Allocating slower than non-allocating

And the assembly contains the same REP MOVSQ instruction:

Allocating slower than non-allocating

Sanity is restored…

Story is not over

Now, the story is not quite over yet. I have tried to recreate the results i found in quick-bench in Compiler Explorer, and on my local PC.

Even with the same compiler version and compilation settings, and the same source, I cannot recreate the case where the non-allocating case is slower than the allocating case. Even when using DoNotOptimize(). In these cases, the non-allocating case is basically an empty loop (which it should be).
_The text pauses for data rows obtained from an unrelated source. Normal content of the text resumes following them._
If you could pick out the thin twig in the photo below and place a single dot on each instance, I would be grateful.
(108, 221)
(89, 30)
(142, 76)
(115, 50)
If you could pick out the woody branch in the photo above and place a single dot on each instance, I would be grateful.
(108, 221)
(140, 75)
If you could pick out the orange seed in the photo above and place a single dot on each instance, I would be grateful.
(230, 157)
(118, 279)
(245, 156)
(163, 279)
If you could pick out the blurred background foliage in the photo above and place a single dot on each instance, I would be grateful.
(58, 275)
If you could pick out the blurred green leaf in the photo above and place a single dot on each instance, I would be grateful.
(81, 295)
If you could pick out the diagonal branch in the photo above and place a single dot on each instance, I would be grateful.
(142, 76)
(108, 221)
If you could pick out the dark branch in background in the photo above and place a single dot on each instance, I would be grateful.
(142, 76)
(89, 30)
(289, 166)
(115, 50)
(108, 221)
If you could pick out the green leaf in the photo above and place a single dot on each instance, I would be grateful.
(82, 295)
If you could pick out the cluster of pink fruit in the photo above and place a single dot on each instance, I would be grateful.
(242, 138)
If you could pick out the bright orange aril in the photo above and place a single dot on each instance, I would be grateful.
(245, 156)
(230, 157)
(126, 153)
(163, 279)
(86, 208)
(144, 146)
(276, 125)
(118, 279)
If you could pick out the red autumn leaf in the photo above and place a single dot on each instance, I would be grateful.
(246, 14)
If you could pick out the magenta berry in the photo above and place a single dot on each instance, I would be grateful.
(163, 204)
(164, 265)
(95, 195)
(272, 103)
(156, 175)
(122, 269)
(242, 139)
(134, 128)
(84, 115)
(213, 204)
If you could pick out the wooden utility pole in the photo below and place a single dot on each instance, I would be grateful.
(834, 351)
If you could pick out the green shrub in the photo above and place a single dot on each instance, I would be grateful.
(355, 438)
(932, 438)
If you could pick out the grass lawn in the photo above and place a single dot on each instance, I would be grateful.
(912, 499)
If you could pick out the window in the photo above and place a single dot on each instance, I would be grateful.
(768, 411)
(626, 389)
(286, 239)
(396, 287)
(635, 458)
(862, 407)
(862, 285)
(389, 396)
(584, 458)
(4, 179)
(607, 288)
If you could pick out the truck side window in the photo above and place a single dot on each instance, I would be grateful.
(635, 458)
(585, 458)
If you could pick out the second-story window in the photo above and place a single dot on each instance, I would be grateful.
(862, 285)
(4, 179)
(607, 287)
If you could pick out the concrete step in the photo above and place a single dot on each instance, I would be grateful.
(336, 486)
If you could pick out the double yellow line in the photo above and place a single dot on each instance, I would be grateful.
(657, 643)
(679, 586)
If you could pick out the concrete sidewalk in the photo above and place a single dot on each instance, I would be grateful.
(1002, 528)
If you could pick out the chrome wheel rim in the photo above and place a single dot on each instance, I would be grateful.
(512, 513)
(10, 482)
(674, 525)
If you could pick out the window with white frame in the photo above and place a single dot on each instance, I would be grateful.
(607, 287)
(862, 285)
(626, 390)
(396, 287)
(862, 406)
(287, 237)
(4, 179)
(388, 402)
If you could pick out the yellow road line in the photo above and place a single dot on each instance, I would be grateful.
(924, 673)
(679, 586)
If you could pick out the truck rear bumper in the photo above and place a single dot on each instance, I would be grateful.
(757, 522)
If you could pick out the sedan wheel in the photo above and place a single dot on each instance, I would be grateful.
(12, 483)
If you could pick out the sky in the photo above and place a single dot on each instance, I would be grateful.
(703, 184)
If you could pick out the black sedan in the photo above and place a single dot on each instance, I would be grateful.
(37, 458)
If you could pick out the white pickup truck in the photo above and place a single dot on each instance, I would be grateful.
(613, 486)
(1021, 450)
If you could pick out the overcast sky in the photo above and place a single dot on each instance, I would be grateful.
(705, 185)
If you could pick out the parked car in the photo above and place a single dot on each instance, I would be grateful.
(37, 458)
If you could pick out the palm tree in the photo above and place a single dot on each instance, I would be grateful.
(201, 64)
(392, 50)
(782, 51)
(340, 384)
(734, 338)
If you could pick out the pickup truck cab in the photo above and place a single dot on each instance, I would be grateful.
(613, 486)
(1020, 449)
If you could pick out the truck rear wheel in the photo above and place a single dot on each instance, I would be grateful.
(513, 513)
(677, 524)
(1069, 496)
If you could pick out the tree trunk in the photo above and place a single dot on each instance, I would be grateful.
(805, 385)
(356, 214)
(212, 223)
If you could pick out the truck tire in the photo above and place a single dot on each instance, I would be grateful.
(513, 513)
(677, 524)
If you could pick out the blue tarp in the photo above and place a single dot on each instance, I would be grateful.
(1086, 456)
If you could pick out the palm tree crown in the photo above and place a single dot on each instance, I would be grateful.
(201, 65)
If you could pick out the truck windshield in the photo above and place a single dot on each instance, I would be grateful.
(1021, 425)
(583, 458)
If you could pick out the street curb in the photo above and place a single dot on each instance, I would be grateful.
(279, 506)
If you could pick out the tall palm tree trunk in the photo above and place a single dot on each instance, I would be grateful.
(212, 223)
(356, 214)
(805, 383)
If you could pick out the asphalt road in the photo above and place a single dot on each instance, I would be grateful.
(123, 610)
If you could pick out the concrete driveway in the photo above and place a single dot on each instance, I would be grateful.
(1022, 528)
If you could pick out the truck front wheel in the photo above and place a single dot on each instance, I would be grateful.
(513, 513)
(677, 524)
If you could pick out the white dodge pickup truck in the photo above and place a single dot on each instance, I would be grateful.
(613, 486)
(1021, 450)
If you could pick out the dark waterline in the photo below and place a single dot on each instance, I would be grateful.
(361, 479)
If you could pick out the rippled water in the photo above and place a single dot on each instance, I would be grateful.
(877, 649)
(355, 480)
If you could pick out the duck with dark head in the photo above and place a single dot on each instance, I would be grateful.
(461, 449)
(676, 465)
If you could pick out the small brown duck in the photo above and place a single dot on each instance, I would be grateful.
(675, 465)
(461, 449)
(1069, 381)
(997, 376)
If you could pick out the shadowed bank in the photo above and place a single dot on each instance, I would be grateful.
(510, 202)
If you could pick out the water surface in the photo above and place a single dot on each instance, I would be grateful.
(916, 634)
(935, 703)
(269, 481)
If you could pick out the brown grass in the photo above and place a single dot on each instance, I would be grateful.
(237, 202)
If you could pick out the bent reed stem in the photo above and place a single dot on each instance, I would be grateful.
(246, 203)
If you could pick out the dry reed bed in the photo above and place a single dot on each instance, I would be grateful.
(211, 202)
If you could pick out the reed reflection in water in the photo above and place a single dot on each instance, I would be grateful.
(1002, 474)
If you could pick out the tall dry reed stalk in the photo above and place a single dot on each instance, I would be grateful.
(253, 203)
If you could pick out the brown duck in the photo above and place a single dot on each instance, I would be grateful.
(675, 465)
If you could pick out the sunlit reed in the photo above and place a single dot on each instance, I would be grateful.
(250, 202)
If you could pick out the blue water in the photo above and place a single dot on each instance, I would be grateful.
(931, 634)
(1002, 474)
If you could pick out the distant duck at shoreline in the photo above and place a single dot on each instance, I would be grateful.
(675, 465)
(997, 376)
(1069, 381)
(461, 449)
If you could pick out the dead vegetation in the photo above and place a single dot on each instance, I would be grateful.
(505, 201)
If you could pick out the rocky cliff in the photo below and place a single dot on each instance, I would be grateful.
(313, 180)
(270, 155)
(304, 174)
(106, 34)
The issue is also only when using GCC. Clang doesn’t have this issue.

I have had a bit of a look into how quick-bench does its benchmarks, and it uses docker containers for building and running the benchmarks. The images for all the different compilers can be found here. Spawning one of these containers and building the code found in the compiler explorer link above will give the same results as I have seen here.

After some investigation, I found out, that the difference is the version of google-benchmark used. Versions prior to 1.6.2 had the issue where memory is copied. This is due to this bug.

If choosing a version of google-benchmark lower than 1.6.2, I can recreate the results I got in compiler-explorer.

Conclusion

There is not much of a conclusion other than the fact that “benchmarking is hard to get right”. Don’t trust synthetic benchmarks, and make sure that what you are benchmarking is actually what you mean to be benchmarking.